Again, to return to the issue of removal of mandatory preapprovals: it should be noted that mandatory preapprovals for therapeutic goods do not exist anywhere else in the world. Current preapprovals do not cover medical devices, nor do they cover all methods of advertising—as I mentioned earlier, the internet being the prime case in point. A mandatory preapproval system that ignores the new principal way in which people receive information like this is obviously a flawed system. Its removal will be supplemented with greater education to the industry, control of complementary medicine claims through a set of permitted indications and by the TGA taking appropriate actions through enhanced penalties and sanctions for those who don't comply. As I mentioned earlier, we need to make sure those penalties are robust enough to ensure compliance.

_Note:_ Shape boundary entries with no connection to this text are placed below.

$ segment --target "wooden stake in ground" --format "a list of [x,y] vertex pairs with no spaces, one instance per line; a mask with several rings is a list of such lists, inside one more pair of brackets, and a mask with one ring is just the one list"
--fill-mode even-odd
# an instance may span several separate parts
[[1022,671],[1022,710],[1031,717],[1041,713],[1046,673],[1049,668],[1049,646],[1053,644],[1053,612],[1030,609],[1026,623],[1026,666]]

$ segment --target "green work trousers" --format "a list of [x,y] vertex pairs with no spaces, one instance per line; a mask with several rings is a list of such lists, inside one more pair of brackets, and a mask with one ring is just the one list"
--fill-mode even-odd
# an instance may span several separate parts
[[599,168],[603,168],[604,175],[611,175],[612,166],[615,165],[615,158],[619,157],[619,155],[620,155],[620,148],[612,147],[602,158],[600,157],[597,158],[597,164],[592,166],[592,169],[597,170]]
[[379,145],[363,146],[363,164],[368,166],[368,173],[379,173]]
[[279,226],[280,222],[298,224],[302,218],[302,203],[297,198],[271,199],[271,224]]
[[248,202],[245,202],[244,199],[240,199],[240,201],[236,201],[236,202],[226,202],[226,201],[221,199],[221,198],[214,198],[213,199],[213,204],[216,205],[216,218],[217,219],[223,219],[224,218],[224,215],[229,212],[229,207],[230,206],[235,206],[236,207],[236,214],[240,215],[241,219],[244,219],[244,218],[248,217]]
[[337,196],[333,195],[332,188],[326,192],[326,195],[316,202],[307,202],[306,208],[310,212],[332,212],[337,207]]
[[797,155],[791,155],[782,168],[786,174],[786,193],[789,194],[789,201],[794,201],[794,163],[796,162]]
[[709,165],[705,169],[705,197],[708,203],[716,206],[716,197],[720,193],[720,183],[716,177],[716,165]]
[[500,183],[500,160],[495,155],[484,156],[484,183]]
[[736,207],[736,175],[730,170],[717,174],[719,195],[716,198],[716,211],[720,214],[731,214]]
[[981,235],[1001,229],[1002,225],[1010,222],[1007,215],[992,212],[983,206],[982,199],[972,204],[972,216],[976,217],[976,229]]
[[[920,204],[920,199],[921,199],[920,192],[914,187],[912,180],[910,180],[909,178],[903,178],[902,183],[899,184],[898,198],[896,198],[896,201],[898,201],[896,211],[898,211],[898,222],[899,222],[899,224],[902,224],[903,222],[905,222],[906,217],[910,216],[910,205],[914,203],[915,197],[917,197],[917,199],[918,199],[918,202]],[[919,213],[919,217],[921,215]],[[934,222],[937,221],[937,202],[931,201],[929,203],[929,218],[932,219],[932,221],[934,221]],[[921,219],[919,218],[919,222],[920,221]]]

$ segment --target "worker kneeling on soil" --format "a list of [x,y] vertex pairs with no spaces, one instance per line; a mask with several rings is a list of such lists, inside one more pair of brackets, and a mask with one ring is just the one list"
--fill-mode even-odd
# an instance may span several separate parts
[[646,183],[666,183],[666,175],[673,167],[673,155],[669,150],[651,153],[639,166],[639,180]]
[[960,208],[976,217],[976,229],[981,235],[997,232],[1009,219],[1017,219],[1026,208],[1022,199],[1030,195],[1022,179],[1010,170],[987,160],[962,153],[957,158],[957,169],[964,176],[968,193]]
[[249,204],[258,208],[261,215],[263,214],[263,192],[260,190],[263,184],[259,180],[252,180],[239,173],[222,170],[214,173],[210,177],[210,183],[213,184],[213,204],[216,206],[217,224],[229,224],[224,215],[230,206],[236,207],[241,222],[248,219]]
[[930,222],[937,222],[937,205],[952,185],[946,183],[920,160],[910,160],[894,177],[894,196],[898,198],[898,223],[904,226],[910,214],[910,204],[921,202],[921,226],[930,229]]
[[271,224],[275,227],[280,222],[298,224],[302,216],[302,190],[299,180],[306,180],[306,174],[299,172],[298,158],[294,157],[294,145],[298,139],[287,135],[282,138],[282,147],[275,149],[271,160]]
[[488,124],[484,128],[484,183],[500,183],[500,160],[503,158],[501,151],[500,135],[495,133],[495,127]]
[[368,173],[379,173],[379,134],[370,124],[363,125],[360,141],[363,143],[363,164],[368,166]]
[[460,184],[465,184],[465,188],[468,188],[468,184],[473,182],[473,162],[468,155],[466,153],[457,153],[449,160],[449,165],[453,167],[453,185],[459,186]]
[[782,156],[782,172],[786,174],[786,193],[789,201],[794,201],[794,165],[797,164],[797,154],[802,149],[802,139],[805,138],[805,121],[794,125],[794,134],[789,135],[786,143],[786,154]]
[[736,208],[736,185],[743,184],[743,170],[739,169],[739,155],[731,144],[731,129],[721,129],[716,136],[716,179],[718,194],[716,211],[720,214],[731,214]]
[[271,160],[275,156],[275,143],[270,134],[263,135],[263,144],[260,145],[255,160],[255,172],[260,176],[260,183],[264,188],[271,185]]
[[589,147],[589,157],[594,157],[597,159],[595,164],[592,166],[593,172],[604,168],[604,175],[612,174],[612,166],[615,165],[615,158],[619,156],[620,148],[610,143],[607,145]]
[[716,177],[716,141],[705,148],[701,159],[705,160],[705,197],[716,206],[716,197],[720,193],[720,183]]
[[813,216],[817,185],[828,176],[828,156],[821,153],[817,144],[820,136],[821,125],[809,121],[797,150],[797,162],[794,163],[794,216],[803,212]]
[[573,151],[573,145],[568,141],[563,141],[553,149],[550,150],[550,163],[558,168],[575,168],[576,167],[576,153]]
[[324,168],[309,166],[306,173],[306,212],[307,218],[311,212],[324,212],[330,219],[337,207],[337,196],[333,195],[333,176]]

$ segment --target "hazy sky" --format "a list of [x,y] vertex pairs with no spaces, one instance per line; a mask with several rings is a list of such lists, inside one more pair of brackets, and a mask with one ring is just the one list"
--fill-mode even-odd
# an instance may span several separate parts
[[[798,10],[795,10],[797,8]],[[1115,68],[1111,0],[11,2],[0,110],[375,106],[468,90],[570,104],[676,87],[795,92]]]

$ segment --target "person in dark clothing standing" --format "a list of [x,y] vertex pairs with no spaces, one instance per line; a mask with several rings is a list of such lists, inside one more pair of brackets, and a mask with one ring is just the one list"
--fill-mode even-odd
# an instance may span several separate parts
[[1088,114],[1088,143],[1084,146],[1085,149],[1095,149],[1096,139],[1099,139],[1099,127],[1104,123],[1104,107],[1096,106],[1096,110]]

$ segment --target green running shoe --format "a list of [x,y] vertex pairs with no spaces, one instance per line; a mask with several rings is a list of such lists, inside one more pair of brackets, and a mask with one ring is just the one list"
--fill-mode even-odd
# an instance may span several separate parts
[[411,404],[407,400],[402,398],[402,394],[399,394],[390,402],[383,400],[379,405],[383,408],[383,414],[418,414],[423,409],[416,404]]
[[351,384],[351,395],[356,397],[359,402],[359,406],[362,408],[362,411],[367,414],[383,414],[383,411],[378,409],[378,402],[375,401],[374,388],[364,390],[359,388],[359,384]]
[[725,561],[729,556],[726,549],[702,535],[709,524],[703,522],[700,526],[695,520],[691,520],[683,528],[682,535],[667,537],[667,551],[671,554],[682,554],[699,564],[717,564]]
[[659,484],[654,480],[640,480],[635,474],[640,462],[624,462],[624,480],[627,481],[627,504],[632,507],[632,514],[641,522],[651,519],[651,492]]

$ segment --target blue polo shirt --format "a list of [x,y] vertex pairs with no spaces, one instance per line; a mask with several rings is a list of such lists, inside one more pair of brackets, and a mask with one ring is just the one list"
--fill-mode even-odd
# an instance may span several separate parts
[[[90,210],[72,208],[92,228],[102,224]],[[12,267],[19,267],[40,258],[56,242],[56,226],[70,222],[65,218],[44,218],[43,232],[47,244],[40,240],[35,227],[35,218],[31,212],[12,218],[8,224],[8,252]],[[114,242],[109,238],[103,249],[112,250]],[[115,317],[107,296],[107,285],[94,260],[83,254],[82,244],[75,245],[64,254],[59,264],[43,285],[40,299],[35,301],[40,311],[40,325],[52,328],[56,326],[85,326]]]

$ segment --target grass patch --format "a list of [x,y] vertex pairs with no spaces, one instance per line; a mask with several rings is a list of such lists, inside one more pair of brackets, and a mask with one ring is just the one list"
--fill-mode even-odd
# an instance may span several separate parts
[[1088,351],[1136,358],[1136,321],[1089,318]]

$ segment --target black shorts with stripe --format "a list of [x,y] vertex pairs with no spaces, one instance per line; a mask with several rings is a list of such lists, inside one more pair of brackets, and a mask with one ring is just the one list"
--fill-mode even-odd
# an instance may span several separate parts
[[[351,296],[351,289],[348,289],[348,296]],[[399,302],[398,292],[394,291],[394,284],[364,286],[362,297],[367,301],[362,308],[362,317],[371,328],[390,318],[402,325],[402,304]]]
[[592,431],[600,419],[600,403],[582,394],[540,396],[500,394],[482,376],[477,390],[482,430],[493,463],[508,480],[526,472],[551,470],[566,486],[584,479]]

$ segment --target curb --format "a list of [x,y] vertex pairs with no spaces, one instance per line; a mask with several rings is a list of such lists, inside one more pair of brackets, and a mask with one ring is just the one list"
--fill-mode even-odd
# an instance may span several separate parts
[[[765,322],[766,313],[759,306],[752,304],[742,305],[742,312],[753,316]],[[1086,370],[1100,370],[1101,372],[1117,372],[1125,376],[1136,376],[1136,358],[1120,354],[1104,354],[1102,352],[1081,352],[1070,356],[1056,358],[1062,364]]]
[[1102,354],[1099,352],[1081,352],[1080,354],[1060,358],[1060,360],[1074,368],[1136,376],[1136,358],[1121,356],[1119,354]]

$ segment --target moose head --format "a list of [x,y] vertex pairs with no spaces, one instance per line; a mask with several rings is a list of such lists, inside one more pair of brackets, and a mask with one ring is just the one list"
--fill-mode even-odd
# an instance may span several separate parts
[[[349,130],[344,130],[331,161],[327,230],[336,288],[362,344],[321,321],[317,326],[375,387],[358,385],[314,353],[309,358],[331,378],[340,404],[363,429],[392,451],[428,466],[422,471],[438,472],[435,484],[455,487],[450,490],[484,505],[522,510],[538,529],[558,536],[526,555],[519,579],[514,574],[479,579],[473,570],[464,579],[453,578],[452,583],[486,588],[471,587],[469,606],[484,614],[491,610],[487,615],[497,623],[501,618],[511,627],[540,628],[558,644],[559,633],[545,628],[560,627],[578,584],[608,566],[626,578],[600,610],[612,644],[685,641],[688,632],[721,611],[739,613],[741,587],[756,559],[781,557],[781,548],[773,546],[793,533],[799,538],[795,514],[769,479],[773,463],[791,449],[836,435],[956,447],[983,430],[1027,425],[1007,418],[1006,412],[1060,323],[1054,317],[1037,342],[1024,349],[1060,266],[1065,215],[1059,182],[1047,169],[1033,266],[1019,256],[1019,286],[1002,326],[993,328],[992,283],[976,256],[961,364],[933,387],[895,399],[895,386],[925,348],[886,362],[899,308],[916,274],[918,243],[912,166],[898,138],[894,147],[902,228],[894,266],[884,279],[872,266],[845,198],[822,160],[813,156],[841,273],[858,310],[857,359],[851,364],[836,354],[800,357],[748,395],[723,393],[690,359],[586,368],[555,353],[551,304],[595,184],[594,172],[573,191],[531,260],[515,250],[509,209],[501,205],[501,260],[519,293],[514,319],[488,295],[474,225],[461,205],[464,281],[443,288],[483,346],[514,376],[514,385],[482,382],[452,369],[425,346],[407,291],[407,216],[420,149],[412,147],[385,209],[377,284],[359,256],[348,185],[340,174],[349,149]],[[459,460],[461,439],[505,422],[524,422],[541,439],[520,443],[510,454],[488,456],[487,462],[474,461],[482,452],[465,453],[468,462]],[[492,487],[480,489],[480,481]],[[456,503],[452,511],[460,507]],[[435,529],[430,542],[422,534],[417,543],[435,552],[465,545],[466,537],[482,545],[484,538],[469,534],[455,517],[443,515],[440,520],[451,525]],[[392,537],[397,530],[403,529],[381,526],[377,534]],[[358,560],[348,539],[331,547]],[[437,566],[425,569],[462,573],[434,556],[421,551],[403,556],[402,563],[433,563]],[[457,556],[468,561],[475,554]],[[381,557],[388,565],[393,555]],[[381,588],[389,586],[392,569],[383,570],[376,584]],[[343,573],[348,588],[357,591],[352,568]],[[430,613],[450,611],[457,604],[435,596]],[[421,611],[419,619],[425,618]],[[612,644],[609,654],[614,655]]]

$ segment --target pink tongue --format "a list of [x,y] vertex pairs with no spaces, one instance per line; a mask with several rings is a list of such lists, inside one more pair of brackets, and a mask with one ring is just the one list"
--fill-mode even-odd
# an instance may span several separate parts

On complementary medicines: the changes to complementary medicines will establish a list of permitted indications and require sponsors of listed complementary medicines to select indications exclusively from the list when entering a medicine on the ARTG. This will make clear to consumers the claims that sponsors are making, better supporting those who choose to self-medicate in this way. Only low-level indications suitable for low risk will be permitted. Indications for listed complementary medicines may not refer to the treatment or cure of a disease, ailment, defect or injury or to a serious form of disease, ailment, defect or injury. Providing a list of permitted indications will ensure that listed medicines only contain preapproved, low-level claims appropriate for medicines that are not premarket assessed. This will provide greater protection for consumers in relation to safety, quality and efficacy of products available on the market.
Finally, on sanctions and penalties: the new enforcement provisions will give TGA further tools for its regulatory toolkit to enable them to deal appropriately with those who do not comply. Existing provisions will be enhanced and new enforcement options introduced. For example, injunctions can be sought to rapidly and effectively address serious cases of non-compliant advertising of therapeutic goods—for example, an alleged cancer cure which may deter critically ill people from seeking appropriate treatment. There's also the power to issue infringement notices as an alternative to court action so that noncompliance can be addressed in a timely manner. Again, that is a very important addition to the TGA's regulatory toolkit. These new provisions will work together with consumer law regulators, such as the ACCC, to ensure the safety, quality and efficacy of therapeutic goods.
In conclusion, this bill, together with recent amendments already enacted, strengthens Australia's therapeutic goods regulatory framework. It ensures that Australia remains well positioned to respond to global trends in the development, manufacture, marketing and regulation of therapeutic goods. It makes Australia a more desirable destination for clinical trials and for the manufacture and development of medical devices. It will deliver better health outcomes and better economic outcomes as a result. Ultimately, this is an opportunity for us to make these vital reforms to the regulation of therapeutic goods in Australia, which will ensure better access to medicines, streamlined administrative processes and strong consumer protections.